In September, YouTube changed its policies to require users to log in to their Google+ accounts before they could leave a comment on one of the videos uploaded to the site.
From a business perspective, the move gave Google increased access to highly coveted mobile user data by allowing it to collect information from users who log in to Google+ on their iPhones to comment on YouTube (and then forget to log out as they go about their lives).
But the decision is also helping Google achieve another one of its goals: Shutting up YouTube's notoriously barbaric anonymous commenters. According to YouTube partner vidIQ, YouTube has received 40% fewer comments since it implemented the policy changes, a stunning drop that took place in less than two months.
The eyebrow-raising statistic, reported by Adweek's Garrett Sloane, confirms that people are much less courageous about making racist, sexist, homophobic, and altogether vile comments in public when there's a chance those comments could get linked back to their offline person.
It also makes YouTube more attractive to major brands who might want to advertise on the site, an initiative the company has taken quite seriously lately in light of recent deals with big-time media buyers and its hiring of an executive from consumer goods giant Procter & Gamble.

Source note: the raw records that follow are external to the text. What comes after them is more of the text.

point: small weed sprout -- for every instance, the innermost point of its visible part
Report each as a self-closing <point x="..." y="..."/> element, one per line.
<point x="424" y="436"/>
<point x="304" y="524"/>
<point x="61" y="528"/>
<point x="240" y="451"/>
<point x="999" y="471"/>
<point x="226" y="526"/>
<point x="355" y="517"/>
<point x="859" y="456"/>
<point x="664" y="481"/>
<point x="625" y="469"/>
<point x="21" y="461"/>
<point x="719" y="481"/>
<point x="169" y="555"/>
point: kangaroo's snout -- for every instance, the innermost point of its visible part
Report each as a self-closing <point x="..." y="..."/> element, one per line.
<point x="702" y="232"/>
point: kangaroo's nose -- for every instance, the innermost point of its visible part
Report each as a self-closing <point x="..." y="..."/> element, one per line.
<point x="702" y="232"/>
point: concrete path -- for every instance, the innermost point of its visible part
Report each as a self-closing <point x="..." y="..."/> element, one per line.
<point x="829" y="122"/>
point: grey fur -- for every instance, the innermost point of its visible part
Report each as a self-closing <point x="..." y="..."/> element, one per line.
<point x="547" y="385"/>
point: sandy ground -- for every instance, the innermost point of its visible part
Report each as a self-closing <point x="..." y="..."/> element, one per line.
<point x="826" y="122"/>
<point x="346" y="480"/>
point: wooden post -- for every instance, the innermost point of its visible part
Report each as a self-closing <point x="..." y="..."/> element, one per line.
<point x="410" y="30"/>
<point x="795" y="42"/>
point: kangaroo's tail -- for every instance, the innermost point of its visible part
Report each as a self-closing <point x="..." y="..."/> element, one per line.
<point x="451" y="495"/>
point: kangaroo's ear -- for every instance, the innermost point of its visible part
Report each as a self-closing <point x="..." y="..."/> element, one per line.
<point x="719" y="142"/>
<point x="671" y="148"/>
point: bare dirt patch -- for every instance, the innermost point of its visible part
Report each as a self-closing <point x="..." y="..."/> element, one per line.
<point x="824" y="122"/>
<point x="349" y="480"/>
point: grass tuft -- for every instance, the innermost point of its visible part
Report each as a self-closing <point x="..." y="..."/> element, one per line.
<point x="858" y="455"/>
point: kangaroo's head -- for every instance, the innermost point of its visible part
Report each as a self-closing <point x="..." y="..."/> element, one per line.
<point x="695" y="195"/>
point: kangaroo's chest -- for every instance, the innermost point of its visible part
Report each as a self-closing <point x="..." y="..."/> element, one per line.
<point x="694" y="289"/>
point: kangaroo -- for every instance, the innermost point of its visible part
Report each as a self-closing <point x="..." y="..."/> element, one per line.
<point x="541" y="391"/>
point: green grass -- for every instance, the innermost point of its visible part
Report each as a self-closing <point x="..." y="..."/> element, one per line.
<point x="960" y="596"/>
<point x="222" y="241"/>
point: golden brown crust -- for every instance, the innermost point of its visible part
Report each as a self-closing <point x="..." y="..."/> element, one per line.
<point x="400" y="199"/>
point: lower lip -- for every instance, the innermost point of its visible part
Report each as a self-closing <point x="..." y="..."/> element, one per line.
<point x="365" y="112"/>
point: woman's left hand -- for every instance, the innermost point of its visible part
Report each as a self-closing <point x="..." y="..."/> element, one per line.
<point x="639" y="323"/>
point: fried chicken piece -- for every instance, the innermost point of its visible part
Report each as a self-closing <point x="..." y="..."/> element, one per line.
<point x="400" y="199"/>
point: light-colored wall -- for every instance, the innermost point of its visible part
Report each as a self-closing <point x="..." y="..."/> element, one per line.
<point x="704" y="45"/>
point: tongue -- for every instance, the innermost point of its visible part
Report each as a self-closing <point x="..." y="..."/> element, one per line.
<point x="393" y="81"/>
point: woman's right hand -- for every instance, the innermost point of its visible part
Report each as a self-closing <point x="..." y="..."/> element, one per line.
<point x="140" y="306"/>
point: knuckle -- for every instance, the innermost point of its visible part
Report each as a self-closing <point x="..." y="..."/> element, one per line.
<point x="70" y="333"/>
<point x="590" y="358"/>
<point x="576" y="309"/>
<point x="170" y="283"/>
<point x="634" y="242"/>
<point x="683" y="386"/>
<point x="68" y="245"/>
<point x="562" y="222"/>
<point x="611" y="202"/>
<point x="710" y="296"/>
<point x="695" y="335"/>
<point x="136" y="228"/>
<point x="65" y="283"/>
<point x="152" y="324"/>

In the past, brands have had to worry about having their content placed beside hateful anonymous comments, as happened when Cheerios posted a ground-breaking ad earlier this year featuring a mixed-race family. The new comment policy gives them greater confidence that investing in YouTube ads and sponsored content will not get wasted amidst a sea of ignorance, making them that much more likely to give YouTube more of their money.